Здешние жители не имеют никаких собраний и живут почти в трактирах. Эти трактиры мне очень нравятся: вообразите себе какого-нибудь богатого помещика хлебосола, как прежде например бывало в Кибенцах, у которого множество гостей тут и живут и сходят вместе только обедать или ужинать. Хозяин трактира занимает здесь точно такую же роль и первое место за столом, возле него его супруга, которой это не мешает несколько раз сбегать во время стола на кухню; прочие места занимаются гражданами всех наций. Со мною вместе находились два швейцара, англичанин, индейский набоб, гражданин из Амер.<иканских> Штатов и множество разноземельных немцев, и все мы были совершенно как лет 10 друг с другом знакомы. (Этого уже в Петербурге не водится.) Ужин всегда оканчивается пением и всегда довольно поздно. Короче, время здесь проведенное было бы для меня очень приятно, если бы я только так же был здоров душою, как теперь телом. В Травемунде я нахожусь два дни и завтра снова отправляюсь в Любек. Дорога от Травемунда до Любека и особливо от Любека до Гамбурга представляет большой и разнообразный сад. Поля здешние разделены на небольшие участки, которые все обсажены в два ряда кустарниками. Снопы на полях не в копнах, как у нас, но обставливаются один к одному, как у нас конопли. Желаю возможнейшего блага, молю всевышнего, чтобы он облегчил труды ваши и старания о нас, и чтобы дал силы мне быть истинно достойну вашего материнского благословения.
Н. Гоголь.
Гоголь М. И., 24 сентября 1829>*
92. М. И. ГОГОЛЬ. 1829-го сентября 24 <Петербург>.

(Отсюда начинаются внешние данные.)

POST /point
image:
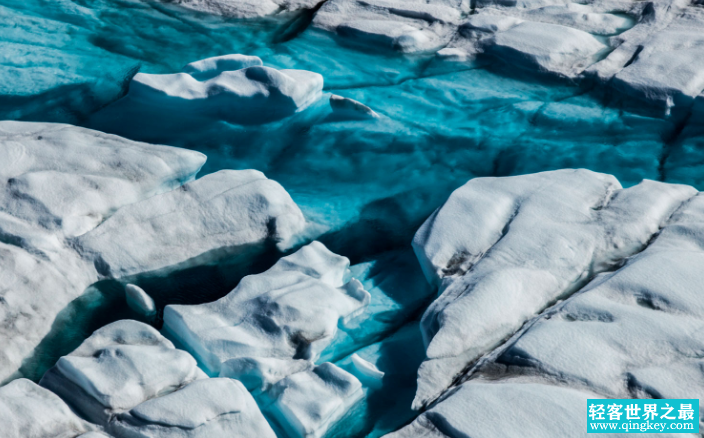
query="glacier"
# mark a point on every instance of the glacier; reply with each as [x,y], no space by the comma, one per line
[346,218]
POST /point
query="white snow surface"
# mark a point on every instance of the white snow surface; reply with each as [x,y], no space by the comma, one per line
[30,411]
[504,249]
[58,182]
[642,322]
[139,301]
[306,404]
[78,205]
[229,210]
[291,311]
[217,408]
[507,409]
[120,366]
[546,47]
[247,8]
[234,88]
[405,26]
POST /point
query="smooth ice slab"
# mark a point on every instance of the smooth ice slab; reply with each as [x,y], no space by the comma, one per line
[217,408]
[247,8]
[228,211]
[58,182]
[120,366]
[546,47]
[28,410]
[306,404]
[511,409]
[503,249]
[233,88]
[291,311]
[404,26]
[653,300]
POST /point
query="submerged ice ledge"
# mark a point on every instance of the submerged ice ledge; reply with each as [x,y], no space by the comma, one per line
[79,206]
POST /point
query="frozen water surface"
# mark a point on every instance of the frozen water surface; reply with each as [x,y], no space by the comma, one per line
[394,130]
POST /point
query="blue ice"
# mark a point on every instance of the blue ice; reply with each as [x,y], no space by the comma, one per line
[368,183]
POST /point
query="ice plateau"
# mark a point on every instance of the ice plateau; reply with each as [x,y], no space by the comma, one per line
[475,216]
[69,194]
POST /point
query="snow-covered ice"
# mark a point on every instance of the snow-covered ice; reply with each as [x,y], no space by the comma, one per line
[306,404]
[409,27]
[58,182]
[139,301]
[653,300]
[546,47]
[291,311]
[78,205]
[247,8]
[28,410]
[503,249]
[120,366]
[234,88]
[228,211]
[525,409]
[217,408]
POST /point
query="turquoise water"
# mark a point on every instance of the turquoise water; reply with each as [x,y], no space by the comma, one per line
[368,183]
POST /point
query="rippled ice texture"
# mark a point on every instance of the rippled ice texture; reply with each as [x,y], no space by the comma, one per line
[370,182]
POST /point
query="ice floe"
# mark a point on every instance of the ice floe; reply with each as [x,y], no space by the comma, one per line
[504,249]
[291,311]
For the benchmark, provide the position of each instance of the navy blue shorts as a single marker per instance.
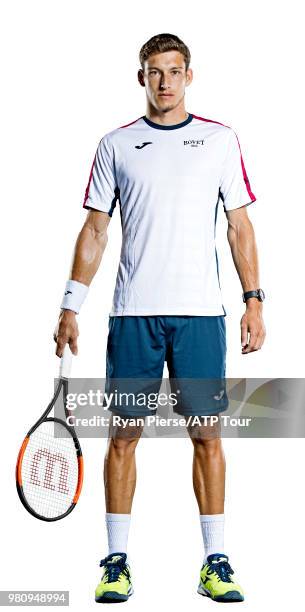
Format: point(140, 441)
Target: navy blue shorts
point(194, 348)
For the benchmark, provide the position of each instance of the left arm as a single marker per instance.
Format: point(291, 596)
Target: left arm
point(244, 252)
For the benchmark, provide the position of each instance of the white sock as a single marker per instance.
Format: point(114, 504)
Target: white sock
point(117, 532)
point(212, 527)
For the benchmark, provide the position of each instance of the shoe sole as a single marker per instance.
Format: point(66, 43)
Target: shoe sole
point(230, 597)
point(113, 597)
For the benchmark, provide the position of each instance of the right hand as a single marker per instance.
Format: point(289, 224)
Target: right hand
point(66, 332)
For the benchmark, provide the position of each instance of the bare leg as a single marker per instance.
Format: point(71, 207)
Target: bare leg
point(120, 468)
point(208, 468)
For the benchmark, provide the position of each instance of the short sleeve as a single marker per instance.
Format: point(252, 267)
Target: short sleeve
point(102, 190)
point(235, 190)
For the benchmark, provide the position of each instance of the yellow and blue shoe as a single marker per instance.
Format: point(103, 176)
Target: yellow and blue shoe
point(216, 580)
point(115, 585)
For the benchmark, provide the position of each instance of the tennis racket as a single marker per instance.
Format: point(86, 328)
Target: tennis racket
point(49, 470)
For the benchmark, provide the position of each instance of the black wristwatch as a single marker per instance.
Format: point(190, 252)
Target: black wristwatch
point(258, 293)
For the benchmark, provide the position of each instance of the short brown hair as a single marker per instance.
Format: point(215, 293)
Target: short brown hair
point(161, 43)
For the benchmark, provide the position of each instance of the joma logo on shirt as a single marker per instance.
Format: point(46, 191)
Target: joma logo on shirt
point(193, 143)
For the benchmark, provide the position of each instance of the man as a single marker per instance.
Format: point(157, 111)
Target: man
point(168, 169)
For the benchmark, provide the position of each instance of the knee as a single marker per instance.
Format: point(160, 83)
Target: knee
point(208, 447)
point(122, 446)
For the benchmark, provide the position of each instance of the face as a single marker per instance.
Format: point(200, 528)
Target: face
point(165, 78)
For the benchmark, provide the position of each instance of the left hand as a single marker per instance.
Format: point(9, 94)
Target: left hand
point(252, 323)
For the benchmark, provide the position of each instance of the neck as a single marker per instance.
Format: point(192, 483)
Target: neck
point(166, 117)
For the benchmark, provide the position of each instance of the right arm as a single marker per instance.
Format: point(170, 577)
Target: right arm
point(88, 252)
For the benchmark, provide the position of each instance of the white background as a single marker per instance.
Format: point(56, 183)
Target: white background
point(69, 75)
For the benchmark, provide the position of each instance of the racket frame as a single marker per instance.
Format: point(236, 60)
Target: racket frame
point(62, 385)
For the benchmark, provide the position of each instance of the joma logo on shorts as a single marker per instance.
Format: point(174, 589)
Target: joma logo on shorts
point(193, 143)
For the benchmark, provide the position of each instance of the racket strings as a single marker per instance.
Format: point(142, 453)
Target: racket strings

С ужасом читал я письмо ваше, пущенное 6-го сентября. Я всего ожидал от вас: заслуженных упреков, которые еще для меня слишком милостивы, справедливого негодования и всего, что только мог вызвать на меня безрассудный поступок мой… Но этого я никогда не мог ожидать: как! вы могли, маминька, подумать даже, что я добыча гнусного разврата, что нахожусь на последней степени унижения человечества! Наконец решились приписать мне болезнь, при мысли о которой всегда трепетали от ужаса даже[127] самые мысли мои! В первый раз в жизни, и дай бог, чтобы в последний, получил я такое страшное письмо. Мне казалось всё равно, как будто я слышу проклятие. Как вы могли подумать, чтобы сын таких ангелов-родителей мог быть чудовищем, в котором не осталось ни одной черты добродетели! Нет, этого не может быть в природе. Вот вам мое признание: одни только гордые помыслы юности, проистекавшие, однако ж, из чистого источника, из одного только пламенного желания быть полезным, не будучи умеряемы благоразумием, завлекли меня слишком далеко. Но я готов дать ответ пред лицом бога, если я учинил хоть один развратный подвиг, и нравственность моя здесь была несравненно чище, нежели в бытность мою[128] в заведении и дома. Что же касается до пьянства, я никогда не имел этой привычки. Дома я пил еще вино; здесь же не помню, чтобы употреблял его когда-либо. Но я не могу никаким образом понять, из чего вы заключили, что я должен болен быть непременно этою болезнию. В письме моем я ничего, кажется, не сказал такого, что бы могло именно означить эту самую болезнь. Мне кажется[129], я вам писал про мою грудную болезнь, от которой я насилу мог дышать, которая, к счастию, теперь меня оставила.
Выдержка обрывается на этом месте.